Ich gebe aber gerne zu, dass ich es durchaus als sehr charakteristisch sehe, wie die Medikation wirkt, wenn sie wirkt. Dies spielt bei mir in der klinischen Klinik-Praxis dann eine Rolle, wenn für mich nicht klar ist, ob nun Begleit- und Folgestörungen wie eine Depression, Bipolare Störung, Essstörung oder Borderline-Störung, aber auch Fatigue / Schmerzzustände nicht letztlich auf neuropsychologische Entwicklungsstörungen zurückgehen. Was ja sehr häufig der Fall ist.

Viele dieser Patientinnen und Patienten werden ja häufig eher mit „sedierenden“ Medikamenten behandelt, wenn sie über innere Unruhe und Anspannung klagen. Also Antidepressiva oder aber auch Neuroleptika. Und wenn hier eben ausreichend gute bzw. lange Behandlungen nicht zur Besserung führen, dann denke ich auch an eine ADHS-Konstitution. Und wenn sich dann medikamentös eine Besserung unter der veränderten Therapie ergibt, dann spricht es (für mich) natürlich für ADHS (und ggf. Autismus). Man könnte dann pragmatisch sagen : WER HEILT HAT RECHT.

Da die Dosierung von Methylphenidat aber eben hoch individuell eingestellt werden muss, kann man eben aus der Nicht-Wirkung nicht umgekehrt ADHS ausschliessen.

3 Gedanken zu „Paradoxe Wirkung von Methylphenidat ?

  • 03.10.2020 um 19:29
    Permalink

    Okay, das meinte ich eigentlich gar nicht.
    Mit MPH kommt ja auch eine Art von Selbstwahrnehmung, die vorher nicht da war. Und für mich ist sehr plausibel, warum viele Betroffene während der Einstellung „müde“ werden. So ging es mir auch, ich -war- damals in der Klinik nach dem Frühstück, dem Frühsport und der Morgengruppe müde und erschöpft, weil ich diese Erschöpfung ohne MPH gar nicht wahrgenommen hätte.

    Antwort
  • 01.10.2020 um 23:13
    Permalink

    Bei mir spielt da die Dosierung eine große Rolle.
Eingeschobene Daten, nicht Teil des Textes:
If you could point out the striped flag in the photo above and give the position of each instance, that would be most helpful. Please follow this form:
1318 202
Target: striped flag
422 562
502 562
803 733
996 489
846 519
    Stark unterdosiert: Alles fühlt sich schlimmer an.
    Etwas unterdosiert: Immer noch, aber ich schaffe es, die schlimmsten Situationen zu vermeiden.
    Optimal: Kein Stress, die vorher schlimmen Situationen sind kein Problem, MPH hilft wie ein paar Krücken.
    Leicht überdosiert: Leichte Euphorie, nach Ende der Wirkung plötzlich starke Erschöpfung.
    Stark überdosiert: Tunnelblick, Fokussierung auf ein Thema, sehr produktiv, ähnlich Hyperfokus, abends aber totaler Zusammenbruch

    Antwort
  • 07.09.2020 um 16:16
    Permalink

    Winkler://Ich persönlich glaube bzw. habe die Erfahrung gemacht, dass der Effekt der inneren Entspannung bzw. Ruhe total ungewohnt ist und das Gehirn dann häufig mit Gähnen bzw. auch einem Wunsch nach Ruhe und Rückzug reagiert. Gerade Kinder mit ADHS beschreiben auch häufig, dass sie sich erstmal an die ganzen Reize und Gefühle „gewöhnen“ müssen, die sie jetzt besser differenzieren und nicht als ein Gesamtbrei oder Überreizung wahrnehmen.//

    Ich habe mit ungefähr 15, 16 Jahren angefangen Kaffee zu trinken. Ich kann mich in diesem Zusammenhang sehr deutlich daran erinnern dass mich Kaffee auch zum Gähnen brachte. Heute, doppelt so alt, habe ich noch immer ein sehr – nennen wir es intimes – Verhältnis zu Kaffee. Ich trinke nicht Unmengen, aber er gibt mir viel. Es war für mich ein Paradox wie andere Menschen von Koffein auf eine Art aufgeputscht werden. Und jetzt steht das in Büchern über ADHS.

    Ich war im letzten Jahr auf einem Wochenendseminar über Hochsensibilität. Wir haben dort viel meditiert und ich bin sehr großer Anspannung dorthin, die sich über Monate in meinem Leben aufgebaut hat. Und mit den ersten Mediationen und dem Wiederbeginn des Fühlens bin ich in einen Zustand gekommen, der sich jetzt auch in der Wirkung von MPH zeigt. Ich habe an diesem Wochenende bestimmt 100 oder auch 150 Mal gegähnt, ich kam mir schon komisch vor.

    Winkler://Ich möchte die Euphorie keinesfalls bremsen oder gar zerstören.//
    Ich habe einmal den Besitzer eines Audi Quattro S1 gefragt wie es ist wenn er sein 530 PS Auto fährt.